- by Scott Colothan
- Tuesday, November 28, 2006
More Bloc Party 




Dance remixes can be a hit and miss brew. Get it right and you can far surpass the original, cleverly utilising its strengths and giving it a unique edge that adds a third dimension to the track. Get it wrong and you can be faced with a lazily constructed cut and paste job where the end product is ultimately just dance beats pasted over the master version. Thankfully Black Strobe never have such problems. In Ivan Smagghe and Arnaud Rebotini, the French duo are very much two of the hottest producers on the scene, and more importantly the pair don’t simply remix tracks, instead they obliterate them and reconstruct them into gurn inducing monsters. Featuring primarily their most respected re-workings of recent years, ‘A Remix Selection’ is a fine showcase of their talent.

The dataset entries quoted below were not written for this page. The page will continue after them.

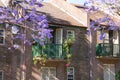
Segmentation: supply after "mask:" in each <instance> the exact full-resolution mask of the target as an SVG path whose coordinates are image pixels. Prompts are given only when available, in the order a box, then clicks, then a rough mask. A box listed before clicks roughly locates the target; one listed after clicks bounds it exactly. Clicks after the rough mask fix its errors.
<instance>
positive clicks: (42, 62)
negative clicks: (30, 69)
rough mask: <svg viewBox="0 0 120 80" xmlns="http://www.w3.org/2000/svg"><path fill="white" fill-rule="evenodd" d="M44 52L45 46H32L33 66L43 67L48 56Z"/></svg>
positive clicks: (38, 44)
mask: <svg viewBox="0 0 120 80" xmlns="http://www.w3.org/2000/svg"><path fill="white" fill-rule="evenodd" d="M44 50H46V46H45V45H44V46H41V45H40V44H39V43H38V42H36V43H34V44H33V47H32V51H33V61H34V64H37V63H40V64H41V65H45V62H46V60H47V58H48V55H47V54H46V53H45V52H44Z"/></svg>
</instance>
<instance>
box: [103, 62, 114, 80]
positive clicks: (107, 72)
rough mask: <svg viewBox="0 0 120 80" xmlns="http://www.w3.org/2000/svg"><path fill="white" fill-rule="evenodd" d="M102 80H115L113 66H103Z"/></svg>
mask: <svg viewBox="0 0 120 80" xmlns="http://www.w3.org/2000/svg"><path fill="white" fill-rule="evenodd" d="M103 66H104V68H103V69H104V80H115V65H114V64H104V65H103Z"/></svg>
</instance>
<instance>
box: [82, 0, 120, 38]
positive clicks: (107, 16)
mask: <svg viewBox="0 0 120 80" xmlns="http://www.w3.org/2000/svg"><path fill="white" fill-rule="evenodd" d="M96 1H98V2H100V3H101V4H104V5H111V6H112V5H115V6H116V7H118V6H117V5H116V4H117V3H116V2H118V0H90V1H87V2H85V3H84V9H85V10H86V11H87V12H88V14H91V13H92V12H95V11H101V10H100V7H96V6H94V5H93V4H94V3H95V2H96ZM115 9H117V8H115ZM109 10H113V7H109ZM104 28H105V29H107V30H113V31H116V30H118V29H119V27H118V23H117V22H115V21H113V19H111V17H110V16H109V15H108V14H106V15H105V16H104V17H103V18H98V19H96V20H91V22H90V28H89V30H88V32H87V34H88V35H91V31H96V30H101V31H102V32H101V34H100V40H104V39H105V37H106V33H105V32H104Z"/></svg>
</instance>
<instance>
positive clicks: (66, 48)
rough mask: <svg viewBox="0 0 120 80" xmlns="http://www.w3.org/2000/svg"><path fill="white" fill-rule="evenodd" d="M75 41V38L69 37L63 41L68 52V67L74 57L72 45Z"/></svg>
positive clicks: (67, 58)
mask: <svg viewBox="0 0 120 80" xmlns="http://www.w3.org/2000/svg"><path fill="white" fill-rule="evenodd" d="M74 41H75V40H74V38H69V39H66V40H65V41H64V43H63V48H64V49H65V52H66V58H67V64H66V66H67V67H68V66H69V65H70V59H71V57H72V54H71V52H70V47H71V46H72V44H73V43H74Z"/></svg>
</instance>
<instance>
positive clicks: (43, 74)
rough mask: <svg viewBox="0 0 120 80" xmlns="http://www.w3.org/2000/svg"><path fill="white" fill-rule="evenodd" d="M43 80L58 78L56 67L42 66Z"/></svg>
mask: <svg viewBox="0 0 120 80" xmlns="http://www.w3.org/2000/svg"><path fill="white" fill-rule="evenodd" d="M42 80H56V68H55V67H42Z"/></svg>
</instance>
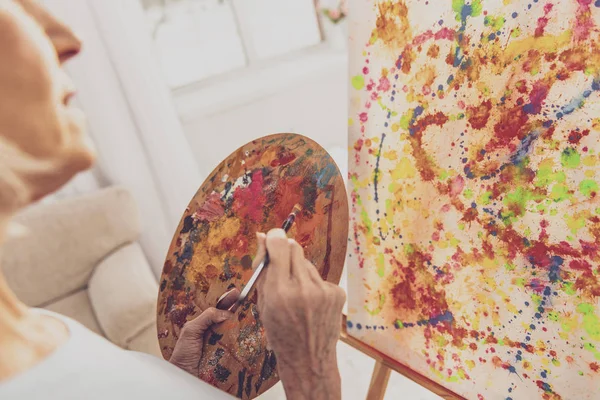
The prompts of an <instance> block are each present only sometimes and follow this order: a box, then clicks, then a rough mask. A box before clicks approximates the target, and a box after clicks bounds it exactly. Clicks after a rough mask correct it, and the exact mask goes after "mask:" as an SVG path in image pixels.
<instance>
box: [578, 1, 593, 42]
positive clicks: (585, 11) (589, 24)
mask: <svg viewBox="0 0 600 400" xmlns="http://www.w3.org/2000/svg"><path fill="white" fill-rule="evenodd" d="M577 2H578V3H579V7H578V8H577V17H576V22H575V26H574V27H573V39H574V40H575V41H576V42H581V41H583V40H586V39H587V38H588V37H589V35H590V32H591V31H592V29H593V28H594V20H593V19H592V12H591V10H590V4H592V0H577Z"/></svg>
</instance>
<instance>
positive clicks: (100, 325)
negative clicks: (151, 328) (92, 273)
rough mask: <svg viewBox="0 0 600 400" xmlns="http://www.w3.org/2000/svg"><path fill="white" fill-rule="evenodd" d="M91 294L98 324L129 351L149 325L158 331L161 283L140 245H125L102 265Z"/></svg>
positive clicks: (117, 344) (118, 250)
mask: <svg viewBox="0 0 600 400" xmlns="http://www.w3.org/2000/svg"><path fill="white" fill-rule="evenodd" d="M88 291H89V296H90V300H91V303H92V307H93V308H94V312H95V314H96V316H97V318H98V323H99V325H100V327H101V328H102V331H103V332H104V333H105V334H106V337H107V338H108V339H109V340H110V341H111V342H113V343H115V344H117V345H119V346H121V347H125V348H126V347H127V344H128V343H129V342H130V341H131V340H132V339H133V338H135V337H136V336H137V335H138V334H140V333H141V332H142V331H144V330H145V329H146V328H148V327H149V326H152V327H153V328H154V330H155V331H156V328H155V326H156V297H157V294H158V283H157V282H156V280H155V278H154V275H153V274H152V272H151V269H150V266H149V265H148V261H147V260H146V257H145V256H144V253H143V252H142V249H141V248H140V246H139V244H137V243H133V244H129V245H126V246H124V247H122V248H120V249H119V250H117V251H115V252H114V253H113V254H111V255H110V256H108V257H107V258H106V259H104V260H103V261H102V262H101V263H99V264H98V266H97V267H96V269H95V271H94V273H93V275H92V278H91V279H90V282H89V284H88Z"/></svg>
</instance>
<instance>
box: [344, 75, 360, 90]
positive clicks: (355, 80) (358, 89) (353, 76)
mask: <svg viewBox="0 0 600 400" xmlns="http://www.w3.org/2000/svg"><path fill="white" fill-rule="evenodd" d="M346 82H347V81H346ZM352 87H353V88H354V89H356V90H360V89H362V88H363V87H365V77H364V76H362V75H356V76H353V77H352Z"/></svg>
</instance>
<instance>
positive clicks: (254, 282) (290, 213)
mask: <svg viewBox="0 0 600 400" xmlns="http://www.w3.org/2000/svg"><path fill="white" fill-rule="evenodd" d="M300 211H302V207H301V206H300V204H296V205H295V206H294V208H293V209H292V212H291V213H290V214H289V215H288V217H287V218H286V219H285V221H283V225H282V226H281V229H283V230H284V231H285V233H287V232H288V231H289V230H290V228H291V227H292V225H294V221H296V216H297V215H298V213H299V212H300ZM267 265H269V253H267V254H265V258H263V260H262V261H261V262H260V264H258V267H256V269H255V270H254V273H252V276H251V277H250V280H249V281H248V283H247V284H246V286H244V290H242V293H241V294H240V297H239V298H238V299H237V301H236V302H235V303H234V304H233V305H232V306H231V307H229V311H231V312H235V311H236V310H237V309H238V307H239V306H240V305H241V304H242V303H243V302H244V301H245V300H246V298H247V297H248V295H249V294H250V291H251V290H252V289H253V288H254V286H256V282H258V278H259V277H260V274H261V273H262V271H263V270H264V269H265V268H266V267H267ZM227 293H229V292H227ZM227 293H225V294H223V295H222V296H221V297H219V300H218V301H217V309H222V308H223V305H222V304H221V302H222V301H223V300H224V299H225V297H226V296H227ZM219 306H221V307H219Z"/></svg>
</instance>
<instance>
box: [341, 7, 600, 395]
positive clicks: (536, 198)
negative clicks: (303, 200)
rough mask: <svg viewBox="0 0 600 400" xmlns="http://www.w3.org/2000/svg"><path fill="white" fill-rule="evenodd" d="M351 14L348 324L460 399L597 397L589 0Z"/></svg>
mask: <svg viewBox="0 0 600 400" xmlns="http://www.w3.org/2000/svg"><path fill="white" fill-rule="evenodd" d="M350 15H351V17H352V19H353V21H351V25H350V26H351V27H352V32H351V38H352V45H351V50H350V60H351V61H350V62H351V71H352V72H351V74H352V77H351V82H350V84H351V90H350V97H351V98H350V104H351V111H350V117H351V119H350V154H349V166H350V180H351V182H350V185H351V186H350V188H351V221H350V224H351V228H350V229H351V232H350V236H351V239H352V242H351V248H352V251H351V252H350V254H349V265H348V267H349V318H348V320H349V322H348V328H349V332H350V334H352V335H353V336H355V337H357V338H359V339H360V340H362V341H364V342H366V343H368V344H370V345H372V346H374V347H376V348H377V349H379V350H381V351H383V352H385V353H386V354H388V355H390V356H392V357H393V358H395V359H396V360H398V361H400V362H402V363H404V364H406V365H408V366H409V367H410V368H411V369H413V370H415V371H417V372H419V373H421V374H422V375H425V376H427V377H428V378H431V379H433V380H434V381H436V382H438V383H441V384H442V385H444V386H445V387H447V388H448V389H450V390H452V391H454V392H455V393H458V394H459V395H461V396H464V397H465V398H468V399H533V398H542V399H553V400H555V399H598V398H600V386H599V385H598V380H599V379H600V375H599V373H600V312H599V307H598V299H599V296H600V270H599V268H598V265H599V261H600V253H599V245H598V243H600V217H599V215H600V202H599V200H598V190H599V189H598V188H599V178H600V177H599V173H600V170H599V168H598V165H599V162H600V154H599V145H598V142H599V140H600V101H599V100H600V31H599V23H600V1H594V0H565V1H553V0H527V1H522V0H452V1H450V0H449V1H433V0H429V1H426V0H406V1H400V0H392V1H363V0H356V1H354V2H353V3H352V10H351V13H350Z"/></svg>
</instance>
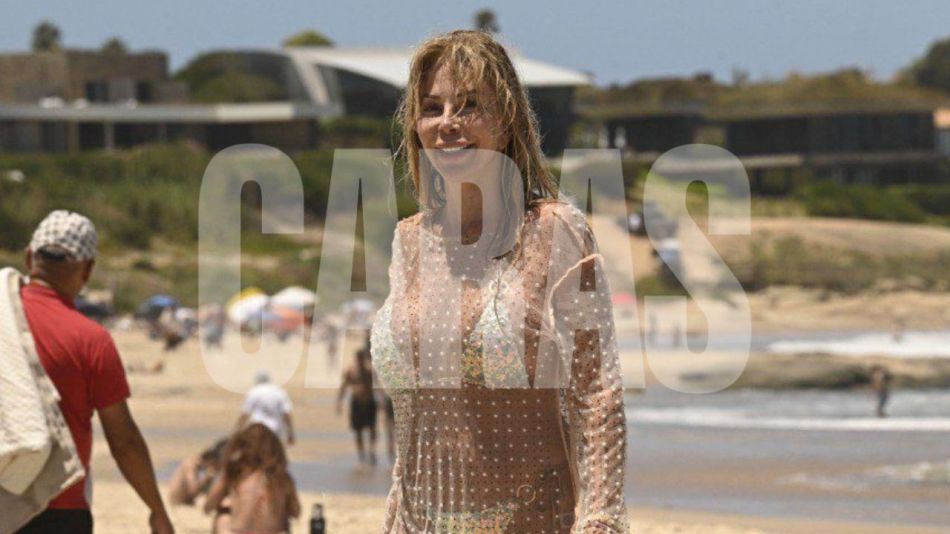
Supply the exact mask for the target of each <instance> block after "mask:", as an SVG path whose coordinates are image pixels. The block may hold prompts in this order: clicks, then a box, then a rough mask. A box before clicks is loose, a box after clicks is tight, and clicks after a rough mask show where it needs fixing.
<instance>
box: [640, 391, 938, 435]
mask: <svg viewBox="0 0 950 534" xmlns="http://www.w3.org/2000/svg"><path fill="white" fill-rule="evenodd" d="M876 404H877V399H876V398H875V397H874V396H873V395H872V394H871V393H870V392H868V391H846V392H841V391H787V392H773V391H738V392H731V391H730V392H721V393H716V394H712V395H682V394H681V395H677V394H657V393H655V392H654V393H648V394H646V395H642V396H640V397H633V398H631V399H630V401H629V402H628V406H627V420H628V421H629V422H630V423H631V424H652V425H679V426H690V427H706V428H723V429H730V428H731V429H738V428H746V429H772V430H821V431H867V432H950V391H942V390H930V391H900V390H897V391H894V392H892V394H891V397H890V400H889V402H888V404H887V412H888V414H889V417H886V418H878V417H876V416H875V414H874V409H875V407H876Z"/></svg>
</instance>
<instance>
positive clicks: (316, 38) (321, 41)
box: [281, 30, 333, 48]
mask: <svg viewBox="0 0 950 534" xmlns="http://www.w3.org/2000/svg"><path fill="white" fill-rule="evenodd" d="M281 45H282V46H283V47H284V48H288V47H293V46H333V41H331V40H330V38H329V37H327V36H326V35H323V34H322V33H320V32H317V31H314V30H304V31H302V32H298V33H295V34H293V35H291V36H290V37H288V38H286V39H284V42H283V43H281Z"/></svg>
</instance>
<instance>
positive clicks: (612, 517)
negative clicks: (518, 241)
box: [372, 202, 627, 533]
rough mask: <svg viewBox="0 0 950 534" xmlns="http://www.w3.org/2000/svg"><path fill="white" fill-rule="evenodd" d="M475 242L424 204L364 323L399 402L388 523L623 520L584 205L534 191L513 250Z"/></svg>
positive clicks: (410, 523) (429, 522)
mask: <svg viewBox="0 0 950 534" xmlns="http://www.w3.org/2000/svg"><path fill="white" fill-rule="evenodd" d="M478 252H479V251H478V250H477V246H476V247H475V248H473V247H467V246H464V245H460V244H459V243H458V242H457V240H456V241H455V242H453V241H451V240H449V239H445V238H443V237H442V236H441V235H440V234H439V233H438V232H437V231H434V230H433V229H432V227H431V225H429V224H428V214H425V213H422V214H418V215H416V216H413V217H410V218H408V219H406V220H404V221H402V222H400V223H399V225H398V228H397V232H396V236H395V239H394V241H393V262H392V265H391V266H390V295H389V297H388V298H387V300H386V302H385V303H384V305H383V307H382V308H381V309H380V312H379V313H378V314H377V317H376V321H375V323H374V325H373V332H372V355H373V363H374V367H375V368H376V371H377V374H378V376H379V379H380V381H381V383H382V385H383V386H384V387H385V388H386V389H387V391H388V392H389V394H390V396H391V397H392V398H393V402H394V407H395V411H396V440H397V455H396V465H395V468H394V472H393V486H392V489H391V491H390V494H389V498H388V502H387V505H388V511H387V518H386V524H385V532H389V533H409V532H517V533H524V532H531V533H568V532H573V533H577V532H581V533H595V532H605V533H617V532H626V531H627V526H626V523H625V517H626V514H625V509H624V504H623V482H624V465H625V454H626V425H625V417H624V411H623V387H622V382H621V377H620V372H619V365H618V357H617V351H616V343H615V340H614V337H613V336H614V326H613V318H612V313H611V307H610V293H609V289H608V287H607V283H606V279H605V278H604V276H603V272H602V271H603V266H602V265H600V263H599V258H600V256H599V255H598V254H597V248H596V243H595V242H594V239H593V235H592V233H591V232H590V229H589V227H588V226H587V224H586V219H585V217H584V215H583V214H582V213H581V212H579V211H578V210H577V209H575V208H573V207H572V206H570V205H569V204H565V203H554V202H548V203H545V204H541V205H538V206H536V207H534V208H533V209H531V210H530V211H529V212H528V213H527V214H526V216H525V223H524V228H523V234H522V239H521V241H520V243H519V245H518V246H517V247H516V249H515V250H514V251H513V252H512V253H511V254H509V255H508V256H506V257H504V258H501V259H492V258H489V257H487V256H488V255H486V254H479V253H478ZM567 347H570V348H567Z"/></svg>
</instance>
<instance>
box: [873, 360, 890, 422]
mask: <svg viewBox="0 0 950 534" xmlns="http://www.w3.org/2000/svg"><path fill="white" fill-rule="evenodd" d="M890 389H891V373H890V372H888V370H887V369H886V368H885V367H884V366H882V365H875V366H874V367H872V368H871V390H872V391H874V394H875V395H876V396H877V408H876V409H875V413H876V414H877V416H878V417H887V412H886V411H885V410H884V408H885V406H887V400H888V397H890Z"/></svg>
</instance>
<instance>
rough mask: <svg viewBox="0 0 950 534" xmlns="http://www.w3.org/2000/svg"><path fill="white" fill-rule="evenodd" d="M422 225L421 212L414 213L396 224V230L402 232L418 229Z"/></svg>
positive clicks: (403, 217) (421, 218) (403, 218)
mask: <svg viewBox="0 0 950 534" xmlns="http://www.w3.org/2000/svg"><path fill="white" fill-rule="evenodd" d="M421 223H422V212H421V211H420V212H416V213H415V214H413V215H410V216H408V217H403V218H402V219H400V220H399V222H398V223H396V228H397V229H399V230H402V231H406V230H410V229H413V228H418V227H419V225H420V224H421Z"/></svg>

Perhaps one of the intrinsic strengths of the album is the choice of tracks that Black Strobe chose to toy with. A varied palette, the collection ranges from the abrasive industrial rock of Rammstein’s ‘Keine Lust’ to the camp disco imbued grooves of the Martini Bros’ ‘The Biggest Fan’ - given a fitting gritty techno makeover and a fluffy über French house remix respectively. In between, we every dance producer’s favourite band Depeche Mode with ‘Something To Do’, that gets stripped down to a throbbing electro number with Dave Gahan’s urgent vocal cleverly retained in its original quality. While, Caretta, Hacker and Millimetric’s formidable ‘Moscow Reisen’ is slowed down from its first guise and transformed into a minimal tech-tinged offering.